Orchestrator & builders:
Default roles (the no-LLM thin slice): single_subtask_planner,
identity_formulator, passthrough_evaluator, score_reranker, rrf_reranker,
make_rrf_reranker(*, rrf_k, weights, identity), identity_citer.
LLM roles: make_llm_formulator(*, formulate=None, params=None, **make_kwargs),
make_llm_evaluator(*, judge=None, select_strategy="conservative", select_kwargs=None, prerank=None, prompt=EVALUATION_PROMPT, ...),
and the default EVALUATION_PROMPT string.
Architecture & boundaries
raglab owns the agent: the value types, the role Protocols, the control
loop with the back-edge, the budget governor, the source registry, and the
cross-source fan-in.
It consumes from ir (and does not reimplement): ir.as_retriever (corpus →
Retriever), ir.retrievers() (the live registry view), ir.make_llm_formulator
(the query rewriter), ir.select + its Selection.sufficient signal (relevance
- the sufficiency hint), and
ir.fuse_hits(RRF). TheResulttype and theRetrievercontract are ir's (single source of truth).
Dependency direction is one-way: raglab imports ir (and oa for the LLM
roles, lazily); ir never imports raglab. Keeping oa opt-in is what lets
import raglab stay offline.
What lives elsewhere: answer synthesis / generation and the
Citer/Verifier (which needs a generated claim to verify) belong in the
RAG/generation layer (srag), not the search agent. raglab's deliverable is
pointers + extractions, not an essay.
Where it sits in the ecosystem: raglab → ir → {ef, vd} — ir is the
retrieval substrate, ef owns embedders/segmenters, vd is the vector-store
facade.
Status & roadmap
Shipped at 0.2.4: the SingleContextAgent control loop with the back-edge,
all six role Protocols, the no-LLM defaults, the LLM Formulator + Evaluator, and
the RRF cross-source fan-in reranker. The roles, value types, and loop are
stable; richer strategies are added behind the same contracts.
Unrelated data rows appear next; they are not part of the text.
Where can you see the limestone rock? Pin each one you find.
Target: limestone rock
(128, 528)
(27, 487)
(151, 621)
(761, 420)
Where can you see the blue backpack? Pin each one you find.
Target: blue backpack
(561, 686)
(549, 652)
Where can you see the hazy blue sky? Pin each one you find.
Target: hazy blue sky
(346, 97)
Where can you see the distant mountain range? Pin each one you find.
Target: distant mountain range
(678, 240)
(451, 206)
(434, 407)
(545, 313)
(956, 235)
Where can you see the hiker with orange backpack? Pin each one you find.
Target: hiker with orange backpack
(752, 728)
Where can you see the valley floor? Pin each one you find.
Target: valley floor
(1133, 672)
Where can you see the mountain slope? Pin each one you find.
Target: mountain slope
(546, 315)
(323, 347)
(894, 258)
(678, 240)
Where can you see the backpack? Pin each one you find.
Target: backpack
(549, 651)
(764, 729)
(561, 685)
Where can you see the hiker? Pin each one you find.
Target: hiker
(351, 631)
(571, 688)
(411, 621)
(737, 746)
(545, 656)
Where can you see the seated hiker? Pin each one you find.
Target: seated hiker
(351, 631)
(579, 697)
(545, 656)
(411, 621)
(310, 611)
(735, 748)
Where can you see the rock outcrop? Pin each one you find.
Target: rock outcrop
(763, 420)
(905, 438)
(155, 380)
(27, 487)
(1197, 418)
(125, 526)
The living roadmap is issue #2 (Composable Search Agent on ir, the ir_09 reference design). Not yet built:
- Budget governor refinements — the per-task results cap currently truncates in arrival order rather than by rank (#5); termination as a separately injected policy is planned.
- PurposeStore — persistent, purpose-indexed memory overlay (#6). There is no cross-run memory today.
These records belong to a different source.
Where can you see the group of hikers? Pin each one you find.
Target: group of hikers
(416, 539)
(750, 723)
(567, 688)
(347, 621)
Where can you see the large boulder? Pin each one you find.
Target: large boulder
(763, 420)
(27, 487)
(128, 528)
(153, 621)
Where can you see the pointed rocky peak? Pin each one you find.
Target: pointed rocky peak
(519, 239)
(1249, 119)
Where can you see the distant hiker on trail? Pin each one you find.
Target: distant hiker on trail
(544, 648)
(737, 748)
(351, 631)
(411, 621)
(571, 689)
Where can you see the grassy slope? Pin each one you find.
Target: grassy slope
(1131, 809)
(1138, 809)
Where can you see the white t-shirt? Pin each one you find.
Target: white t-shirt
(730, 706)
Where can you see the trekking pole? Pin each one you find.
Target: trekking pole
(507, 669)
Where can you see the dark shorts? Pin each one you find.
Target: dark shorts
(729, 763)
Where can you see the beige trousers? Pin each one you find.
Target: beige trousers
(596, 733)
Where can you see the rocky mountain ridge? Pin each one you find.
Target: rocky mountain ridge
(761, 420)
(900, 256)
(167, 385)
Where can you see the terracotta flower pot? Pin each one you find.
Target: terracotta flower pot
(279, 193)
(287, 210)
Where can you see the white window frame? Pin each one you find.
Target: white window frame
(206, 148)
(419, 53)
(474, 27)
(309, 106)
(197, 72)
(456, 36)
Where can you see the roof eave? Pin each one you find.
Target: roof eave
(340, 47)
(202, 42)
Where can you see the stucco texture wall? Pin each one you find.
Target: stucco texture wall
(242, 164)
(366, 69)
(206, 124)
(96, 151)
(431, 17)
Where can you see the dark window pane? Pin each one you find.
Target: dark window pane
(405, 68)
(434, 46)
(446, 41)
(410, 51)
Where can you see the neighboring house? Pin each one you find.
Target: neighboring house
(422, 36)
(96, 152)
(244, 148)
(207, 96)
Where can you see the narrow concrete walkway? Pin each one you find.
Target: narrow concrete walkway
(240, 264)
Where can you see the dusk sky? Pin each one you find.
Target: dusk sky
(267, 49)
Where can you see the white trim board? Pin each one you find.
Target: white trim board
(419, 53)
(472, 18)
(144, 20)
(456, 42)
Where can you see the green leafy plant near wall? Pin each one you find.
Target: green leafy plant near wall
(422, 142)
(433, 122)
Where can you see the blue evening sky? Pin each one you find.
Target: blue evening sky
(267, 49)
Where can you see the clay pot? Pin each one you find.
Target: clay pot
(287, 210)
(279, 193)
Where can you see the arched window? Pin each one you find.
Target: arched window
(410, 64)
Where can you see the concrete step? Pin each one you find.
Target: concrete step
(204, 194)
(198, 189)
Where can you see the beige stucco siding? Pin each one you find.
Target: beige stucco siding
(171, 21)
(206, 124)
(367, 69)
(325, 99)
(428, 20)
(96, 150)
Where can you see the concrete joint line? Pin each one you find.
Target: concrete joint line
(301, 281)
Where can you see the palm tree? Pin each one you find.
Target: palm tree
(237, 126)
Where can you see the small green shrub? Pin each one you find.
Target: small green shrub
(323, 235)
MultiAgentAgent— one subagent per sub-task/source (breadth-first, ~15× cost); promotion swaps only the orchestrator, keeping role contracts identical.
House style
Functional over OOP; SOLID when OOP; facades, SSOT, dependency injection;
progressive disclosure; keyword-only args beyond the third positional;
collections.abc + frozen dataclasses; Protocols for the role seams. Tests
are hermetic (fake retrievers, injected LLM doubles) with a few end-to-end checks
over a real ir corpus using the light, numpy-only embedder.